Le « plus » Yoko : une porte ouverte
Pour des fans des Beatles d’abord venus pour John, Double Fantasy a souvent été la porte d’entrée vers l’œuvre de Yoko Ono. En acceptant de se confronter à ses chansons, on découvre une inventrice de formes, une poète du corps et du rythme, une artiste qui a su faire passer ses recherches de la galerie à la chanson sans en perdre la subversion. Cette découverte élargit la famille artistique beatlienne : aux côtés du versant mélodique de McCartney, du blues métaphysique de Harrison, de la pulsation de Starr, on installe l’audace d’Ono comme un quatrième point cardinal.
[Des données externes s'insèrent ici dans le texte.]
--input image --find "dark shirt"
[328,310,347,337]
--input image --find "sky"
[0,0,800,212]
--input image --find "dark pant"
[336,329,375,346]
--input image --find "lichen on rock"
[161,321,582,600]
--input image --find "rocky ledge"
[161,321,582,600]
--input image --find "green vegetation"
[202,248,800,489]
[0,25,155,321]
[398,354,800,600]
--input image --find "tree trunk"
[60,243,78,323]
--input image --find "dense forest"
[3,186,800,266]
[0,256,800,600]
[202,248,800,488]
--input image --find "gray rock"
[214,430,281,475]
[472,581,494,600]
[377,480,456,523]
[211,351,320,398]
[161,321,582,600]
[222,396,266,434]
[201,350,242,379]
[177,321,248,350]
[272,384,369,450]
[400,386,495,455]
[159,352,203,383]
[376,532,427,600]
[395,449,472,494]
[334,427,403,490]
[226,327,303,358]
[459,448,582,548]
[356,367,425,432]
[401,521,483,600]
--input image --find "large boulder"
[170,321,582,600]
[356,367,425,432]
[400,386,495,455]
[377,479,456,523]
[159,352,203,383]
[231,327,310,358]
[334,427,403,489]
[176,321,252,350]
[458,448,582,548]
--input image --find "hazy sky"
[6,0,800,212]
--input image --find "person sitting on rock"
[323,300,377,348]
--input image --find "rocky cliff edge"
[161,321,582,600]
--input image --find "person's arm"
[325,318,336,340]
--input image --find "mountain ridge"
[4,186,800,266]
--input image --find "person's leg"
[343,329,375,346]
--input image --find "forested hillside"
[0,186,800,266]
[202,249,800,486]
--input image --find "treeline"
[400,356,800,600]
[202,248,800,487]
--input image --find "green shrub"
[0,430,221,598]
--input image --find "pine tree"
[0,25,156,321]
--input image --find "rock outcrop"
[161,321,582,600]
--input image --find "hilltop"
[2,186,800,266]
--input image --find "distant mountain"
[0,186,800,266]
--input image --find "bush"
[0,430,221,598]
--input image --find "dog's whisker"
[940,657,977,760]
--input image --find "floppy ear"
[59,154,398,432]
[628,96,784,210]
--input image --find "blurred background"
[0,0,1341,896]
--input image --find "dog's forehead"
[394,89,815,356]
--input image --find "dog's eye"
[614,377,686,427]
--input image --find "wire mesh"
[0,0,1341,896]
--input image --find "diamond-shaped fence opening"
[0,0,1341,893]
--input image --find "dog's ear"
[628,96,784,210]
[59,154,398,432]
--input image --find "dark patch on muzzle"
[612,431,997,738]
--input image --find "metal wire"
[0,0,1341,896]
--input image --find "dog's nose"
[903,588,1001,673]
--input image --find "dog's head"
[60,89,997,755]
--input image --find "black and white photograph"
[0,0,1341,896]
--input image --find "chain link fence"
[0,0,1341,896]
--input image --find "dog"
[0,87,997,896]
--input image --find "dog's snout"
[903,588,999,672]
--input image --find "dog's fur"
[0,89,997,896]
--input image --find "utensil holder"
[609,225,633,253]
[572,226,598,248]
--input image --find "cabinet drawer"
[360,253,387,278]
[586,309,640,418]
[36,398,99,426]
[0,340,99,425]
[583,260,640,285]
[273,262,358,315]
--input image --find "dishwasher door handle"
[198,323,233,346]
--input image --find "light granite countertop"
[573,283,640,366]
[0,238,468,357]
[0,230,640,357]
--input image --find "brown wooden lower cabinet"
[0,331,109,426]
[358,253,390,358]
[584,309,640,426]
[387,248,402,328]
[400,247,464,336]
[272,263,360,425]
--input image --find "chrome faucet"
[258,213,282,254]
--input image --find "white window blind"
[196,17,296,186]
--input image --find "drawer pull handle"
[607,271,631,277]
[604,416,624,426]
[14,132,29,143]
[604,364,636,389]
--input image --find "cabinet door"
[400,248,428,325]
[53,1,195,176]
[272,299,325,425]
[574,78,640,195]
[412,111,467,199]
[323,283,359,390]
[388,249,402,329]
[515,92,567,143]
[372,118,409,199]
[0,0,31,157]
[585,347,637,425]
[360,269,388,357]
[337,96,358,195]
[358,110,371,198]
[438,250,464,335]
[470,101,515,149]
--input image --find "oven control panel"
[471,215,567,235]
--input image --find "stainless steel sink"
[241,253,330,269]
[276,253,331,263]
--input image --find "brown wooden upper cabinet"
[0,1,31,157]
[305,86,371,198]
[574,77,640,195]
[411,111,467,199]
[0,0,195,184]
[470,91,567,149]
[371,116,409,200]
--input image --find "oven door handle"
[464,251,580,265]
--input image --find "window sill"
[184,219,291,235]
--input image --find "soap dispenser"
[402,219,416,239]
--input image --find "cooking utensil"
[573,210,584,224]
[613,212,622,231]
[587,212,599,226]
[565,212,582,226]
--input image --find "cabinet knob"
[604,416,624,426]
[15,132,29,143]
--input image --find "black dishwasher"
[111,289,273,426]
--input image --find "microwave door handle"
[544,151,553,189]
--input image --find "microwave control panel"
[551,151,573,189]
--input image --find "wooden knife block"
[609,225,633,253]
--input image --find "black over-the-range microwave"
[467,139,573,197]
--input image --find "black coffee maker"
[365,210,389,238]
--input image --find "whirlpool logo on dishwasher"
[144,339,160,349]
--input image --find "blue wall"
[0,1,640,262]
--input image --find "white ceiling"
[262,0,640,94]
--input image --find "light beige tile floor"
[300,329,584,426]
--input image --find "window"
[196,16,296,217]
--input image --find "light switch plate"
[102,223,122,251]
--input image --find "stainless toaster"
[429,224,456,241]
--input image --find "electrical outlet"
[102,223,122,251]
Une dernière image : recommencer quand même
Revenir à « (Just Like) Starting Over », c’est entendre un programme. L’ironie du sort en a fait un voeu suspendu. Mais pour l’auditeur d’aujourd’hui, le morceau garde sa force première : il dit que l’on peut recommencer mille fois, que la vie n’est pas une ligne droite, qu’elle est une suite de départs et de retours. Si Double Fantasy est un adieu involontaire, il est aussi, pour chacune et chacun, une invitation à repartir. C’est peut-être la définition la plus juste d’un classique : une œuvre qui, au-delà de son époque, nous donne du courage.
La tendresse comme résistance
Au final, Double Fantasy ne doit pas sa postérité à la seule tragédie. Il la doit à la qualité de ses chansons, à l’audace de sa forme, à la force d’un propos qui affirme que la vie ordinaire mérite d’être chantée. Dans une époque où la pop cherchait déjà la déflagration, John Lennon et Yoko Ono ont préféré une résistance par la tendresse. Ils ont choisi de raconter un couple, un enfant, un appartement, une ville, une mer, une promenade, une dispute, une réconciliation. Ils ont montré que l’aventure est là, à portée de main, et que la musique peut en magnifier les lumières. C’est pourquoi Double Fantasy demeure un disque vivant, un disque présent, un disque que l’on écoute autant pour ce qu’il dit que pour ce qu’il laisse à chacun le soin d’inventer.